Now there were torches instead of roses flaring in Tammy Kelly’s cheeks. She’d not meant to go so far, but now that she had—that they had, for if there was to be a fight, it was his fault as much as hers—she wouldn’t back away. Was damned if she would.

“Master’s Bible says queerin be a sin,” she told him righteously. “I’ve read it myself, so I have. Book of Leviticracks, Chapter Three, Verse—”

“And what do Leviticracks say about the sin of gluttony?” he enquired. “What do it say about a woman with tits as big as bolsters and an ass as big as a kitchen ta—”

“Never mind the size o’ my ass, you little cocksucker!”

“At least I can get a man,” he said sweetly, “and don’t have to lie abed with a dustclout—”

“Don’t you dare!” she cried shrilly. “Shut your foul mouth before I shut it for you!”

“—to get rid of the cobwebs in my cunny so I can—”

“I’ll knock thy teeth out if thee doesn’t—”

“—finger my tired old pokeberry pie.” Then something which would offend her even more deeply occurred to him. “My tired, dirty old pokeberry pie!”

She balled her own fists, which were considerably bigger than his. “At least I’ve never—”

“Go no further, sai, I beg you.”

“—never had some man’s nasty old…nasty…old…”

She trailed off, looking puzzled, and sniffed the air. He sniffed it himself, and realized the aroma he was getting wasn’t new. He’d been smelling it almost since the argument started, but now it was stronger.

Tammy said, “Do you smell—”

“—smoke!” he finished, and they looked at each other with alarm, their argument forgotten perhaps only five seconds before it would have come to blows. Tammy’s eyes fixed on the sampler hung beside the stove. There were similar ones all over Algul Siento, because most of the buildings which made up the compound were wood. Old wood. WE ALL MUST WORK TOGETHER TO CREATE A FIRE-FREE ENVIRONMENT, it said.

Somewhere close by—in the back hallway—one of the still-working smoke detectors went off with a loud and frightening bray. Tammy hurried into the pantry to grab the fire-extinguisher in there.

“Get the one in the library!” she shouted, and Tassa ran to do it without a word of protest.

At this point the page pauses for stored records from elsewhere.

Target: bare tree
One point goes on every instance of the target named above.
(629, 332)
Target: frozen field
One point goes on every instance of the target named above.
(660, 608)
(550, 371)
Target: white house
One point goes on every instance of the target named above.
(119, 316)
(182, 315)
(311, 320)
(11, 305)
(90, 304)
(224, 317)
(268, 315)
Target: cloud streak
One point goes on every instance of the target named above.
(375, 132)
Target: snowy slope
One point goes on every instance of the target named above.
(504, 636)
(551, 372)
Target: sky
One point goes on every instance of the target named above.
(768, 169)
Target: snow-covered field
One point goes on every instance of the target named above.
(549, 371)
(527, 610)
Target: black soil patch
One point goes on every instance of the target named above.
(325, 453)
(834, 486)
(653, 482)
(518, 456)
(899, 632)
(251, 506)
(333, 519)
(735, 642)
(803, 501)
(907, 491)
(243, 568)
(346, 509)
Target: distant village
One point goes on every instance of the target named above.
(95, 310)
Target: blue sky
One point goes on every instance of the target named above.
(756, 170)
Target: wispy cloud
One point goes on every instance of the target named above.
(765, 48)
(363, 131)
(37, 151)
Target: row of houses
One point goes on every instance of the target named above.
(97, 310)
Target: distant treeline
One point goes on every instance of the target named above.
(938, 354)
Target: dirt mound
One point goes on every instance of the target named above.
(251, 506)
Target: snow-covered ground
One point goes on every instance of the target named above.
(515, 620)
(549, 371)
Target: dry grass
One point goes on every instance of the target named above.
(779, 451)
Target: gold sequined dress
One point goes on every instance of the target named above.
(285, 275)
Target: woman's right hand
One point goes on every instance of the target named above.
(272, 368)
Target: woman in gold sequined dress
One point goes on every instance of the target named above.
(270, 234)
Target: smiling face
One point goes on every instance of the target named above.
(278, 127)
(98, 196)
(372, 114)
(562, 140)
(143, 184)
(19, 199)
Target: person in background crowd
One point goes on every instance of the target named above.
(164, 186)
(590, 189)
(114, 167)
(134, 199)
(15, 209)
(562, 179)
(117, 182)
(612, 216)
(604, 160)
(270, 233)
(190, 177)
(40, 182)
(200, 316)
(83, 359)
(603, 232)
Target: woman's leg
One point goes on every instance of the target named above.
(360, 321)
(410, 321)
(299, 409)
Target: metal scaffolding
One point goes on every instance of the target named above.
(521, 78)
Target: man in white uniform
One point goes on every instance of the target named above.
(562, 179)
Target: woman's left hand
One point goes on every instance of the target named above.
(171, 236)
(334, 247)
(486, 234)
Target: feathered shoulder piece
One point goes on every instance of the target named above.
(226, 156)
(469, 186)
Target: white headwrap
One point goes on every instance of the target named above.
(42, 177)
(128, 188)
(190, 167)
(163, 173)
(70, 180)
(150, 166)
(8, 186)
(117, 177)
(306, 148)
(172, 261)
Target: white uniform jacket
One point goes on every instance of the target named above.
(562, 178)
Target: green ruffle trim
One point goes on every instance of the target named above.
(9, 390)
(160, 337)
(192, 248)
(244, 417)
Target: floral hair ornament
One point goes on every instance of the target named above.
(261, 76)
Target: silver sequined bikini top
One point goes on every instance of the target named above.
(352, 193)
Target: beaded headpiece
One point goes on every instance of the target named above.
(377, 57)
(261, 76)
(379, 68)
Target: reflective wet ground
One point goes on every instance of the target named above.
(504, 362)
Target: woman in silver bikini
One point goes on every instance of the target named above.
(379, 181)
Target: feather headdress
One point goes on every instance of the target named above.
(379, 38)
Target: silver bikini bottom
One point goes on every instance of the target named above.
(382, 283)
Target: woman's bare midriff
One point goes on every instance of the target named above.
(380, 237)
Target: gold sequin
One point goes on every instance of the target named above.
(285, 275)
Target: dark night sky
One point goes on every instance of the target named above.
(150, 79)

Fire was the one thing they all feared.


Five


Gaskie o’ Tego, the Deputy Security Chief, was standing in the foyer of Feveral Hall, the dormitory directly behind Damli House, talking with James Cagney. Cagney was a redhaired can-toi who favored Western-style shirts and boots that added three inches to his actual five-foot-five. Both had clipboards and were discussing certain necessary changes in the following week’s Damli security. Six of the guards who’d been assigned to the second shift had come down with what Gangli, the compound doctor, said was a hume disease called “momps.” Sickness was common enough in Thunderclap—it was the air, as everyone knew, and the poisoned leavings of the old people—but it was ever inconvenient. Gangli said they were lucky there had never been an actual plague, like the Black Death or the Hot Shivers.